Sampling negative edges
For link prediction, false (or negative) edges have the label of 0 and are randomly generated (via structured_negative_sampling function in Pytorch Geometric). The ratio of positive to negative edges is 1:1.

Hyperparameter tuning
We leverage Weights and Biases108 to select optimal hyperparameters via a random search over the hyperparameter space. The best-performing hyperparameters for PINNACLE are selected by optimizing the ROC and Calinski–Harabasz score109 on the validation set. The hyperparameter space on which we perform a random search to choose the optimal set of hyperparameters is: the dimension of the nodes’ feature matrix ∈ [1,024, 2,048], dimension of the output layer ∈ [4, 8, 16, 32], lambda ∈ [0.1, 0.01, 0.001], learning rate for link prediction task ∈ [0.01, 0.001], learning rate for protein’s cell type classification task ∈ [0.1, 0.01, 0.001], number of attention heads ∈ [4, 8], weight decay rate ∈ [0.0001, 0.00001], dropout rate ∈ [0.3, 0.4, 0.5, 0.6, 0.7] and normalization layer ∈ [layernorm, batchnorm, graphnorm, none]. The best hyperparameters are as follows: the dimension of the nodes’ feature matrix = 1,024, dimension of the output layer = 16, lambda = 0.1, learning rate for link prediction task = 0.01, learning rate for protein’s cell type classification task = 0.1, number of attention heads = 8, weight decay rate = 0.00001, dropout rate = 0.6, and normalization layers are layernorm and batchnorm.
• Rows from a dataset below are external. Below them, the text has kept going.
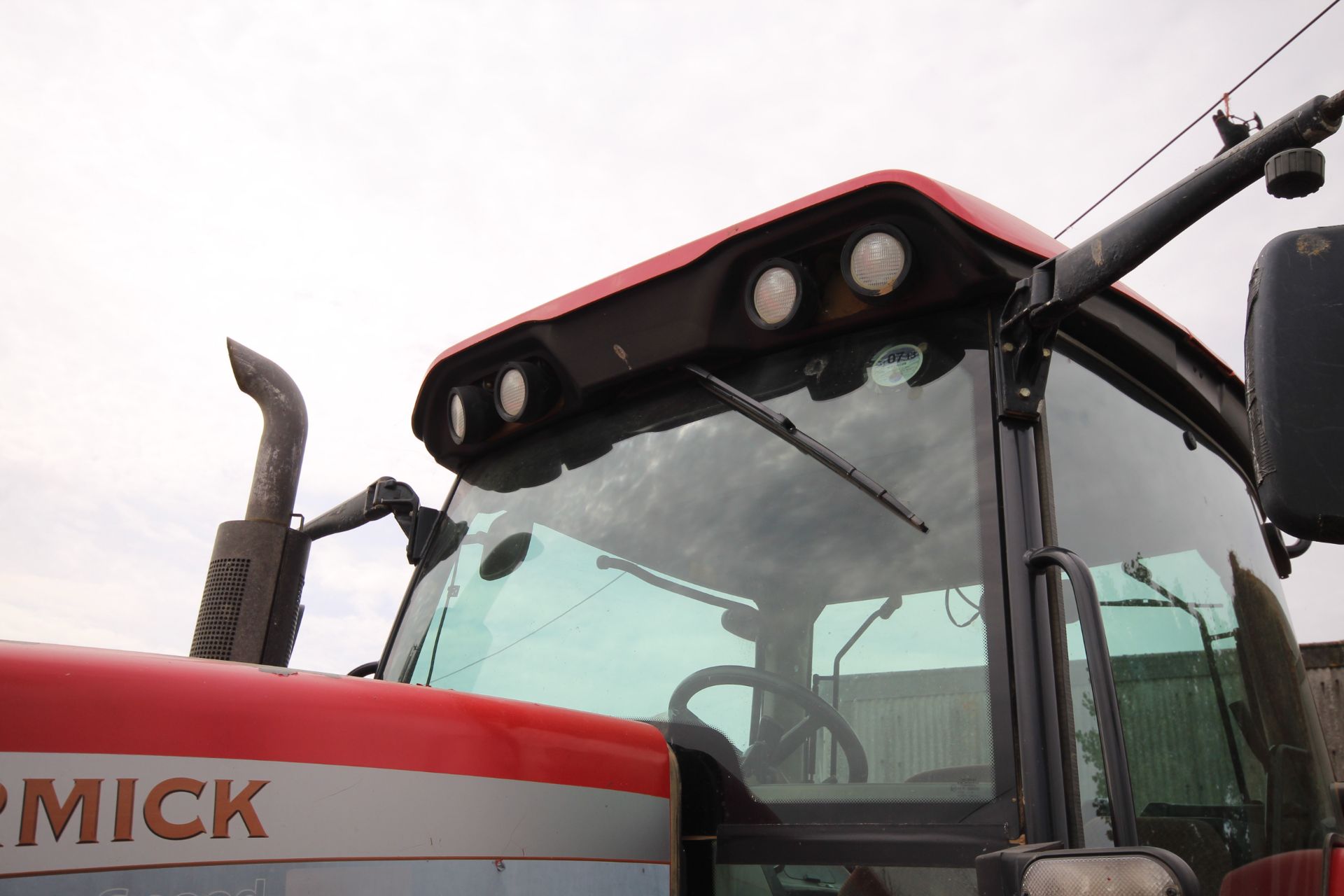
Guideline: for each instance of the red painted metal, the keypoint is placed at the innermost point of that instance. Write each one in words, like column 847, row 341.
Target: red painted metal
column 109, row 701
column 976, row 213
column 1294, row 874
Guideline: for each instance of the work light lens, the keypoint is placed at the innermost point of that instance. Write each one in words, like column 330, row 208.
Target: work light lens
column 470, row 415
column 1119, row 875
column 776, row 295
column 876, row 262
column 512, row 393
column 457, row 418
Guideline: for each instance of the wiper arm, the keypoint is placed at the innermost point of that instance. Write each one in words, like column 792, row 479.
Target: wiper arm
column 784, row 428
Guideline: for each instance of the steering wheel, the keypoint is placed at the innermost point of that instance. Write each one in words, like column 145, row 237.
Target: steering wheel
column 773, row 743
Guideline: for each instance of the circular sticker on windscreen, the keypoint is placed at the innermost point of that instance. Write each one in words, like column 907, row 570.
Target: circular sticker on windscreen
column 895, row 365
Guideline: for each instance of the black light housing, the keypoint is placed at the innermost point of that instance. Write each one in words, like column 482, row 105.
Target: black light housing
column 768, row 300
column 876, row 284
column 524, row 391
column 470, row 414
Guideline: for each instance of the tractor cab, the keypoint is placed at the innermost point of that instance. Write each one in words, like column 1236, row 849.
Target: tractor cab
column 766, row 496
column 878, row 545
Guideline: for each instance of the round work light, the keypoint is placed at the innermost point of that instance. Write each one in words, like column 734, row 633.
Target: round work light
column 875, row 261
column 523, row 391
column 470, row 415
column 778, row 295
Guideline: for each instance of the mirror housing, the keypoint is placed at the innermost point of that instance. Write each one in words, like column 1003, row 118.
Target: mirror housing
column 1294, row 382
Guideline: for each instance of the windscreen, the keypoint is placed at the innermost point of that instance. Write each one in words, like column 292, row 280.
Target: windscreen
column 668, row 559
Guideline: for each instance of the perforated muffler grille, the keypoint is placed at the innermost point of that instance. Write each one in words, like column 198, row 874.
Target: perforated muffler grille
column 226, row 582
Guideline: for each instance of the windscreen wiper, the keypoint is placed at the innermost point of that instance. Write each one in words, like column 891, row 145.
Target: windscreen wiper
column 784, row 428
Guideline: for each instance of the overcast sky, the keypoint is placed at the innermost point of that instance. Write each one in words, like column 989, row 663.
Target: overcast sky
column 353, row 187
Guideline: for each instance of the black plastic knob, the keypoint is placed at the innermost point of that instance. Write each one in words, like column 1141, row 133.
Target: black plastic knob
column 1294, row 172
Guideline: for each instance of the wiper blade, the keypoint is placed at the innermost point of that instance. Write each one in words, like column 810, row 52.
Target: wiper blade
column 784, row 428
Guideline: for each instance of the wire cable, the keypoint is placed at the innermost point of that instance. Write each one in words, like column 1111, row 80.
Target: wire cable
column 1199, row 118
column 449, row 675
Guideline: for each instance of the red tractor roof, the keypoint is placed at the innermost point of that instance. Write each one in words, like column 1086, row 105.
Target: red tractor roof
column 979, row 214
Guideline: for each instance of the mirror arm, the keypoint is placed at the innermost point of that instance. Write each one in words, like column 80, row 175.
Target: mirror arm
column 1298, row 548
column 385, row 496
column 1059, row 285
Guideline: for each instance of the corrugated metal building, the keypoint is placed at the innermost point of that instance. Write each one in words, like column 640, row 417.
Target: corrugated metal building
column 1326, row 673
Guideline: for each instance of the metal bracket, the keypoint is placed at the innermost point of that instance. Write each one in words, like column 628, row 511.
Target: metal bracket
column 1025, row 344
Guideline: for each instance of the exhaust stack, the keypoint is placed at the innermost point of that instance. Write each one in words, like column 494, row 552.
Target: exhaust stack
column 251, row 612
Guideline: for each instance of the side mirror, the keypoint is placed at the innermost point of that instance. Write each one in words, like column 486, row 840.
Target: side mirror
column 1294, row 382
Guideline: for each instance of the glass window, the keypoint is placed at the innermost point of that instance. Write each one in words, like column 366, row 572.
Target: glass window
column 610, row 561
column 1224, row 750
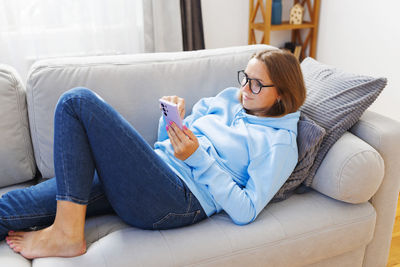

Further, PINNACLE consists of two custom graph attention neural network layers (‘Protein-level attention with cell type specificity’ and ‘Metagraph-level attention on cellular interactions and tissue hierarchy’ sections in Methods) per cell type-specific PPI network and metagraph and is trained for 250 epochs.

Implementation
We implement PINNACLE using Pytorch (Version 1.12.1)110 and Pytorch Geometric (Version 2.1.0)111. We leverage Weights and Biases108 for hyperparameter tuning and model training visualization, and we create interactive demos of the model using Gradio112. Models are trained on a single NVIDIA Tesla V100-SXM2-16GB GPU.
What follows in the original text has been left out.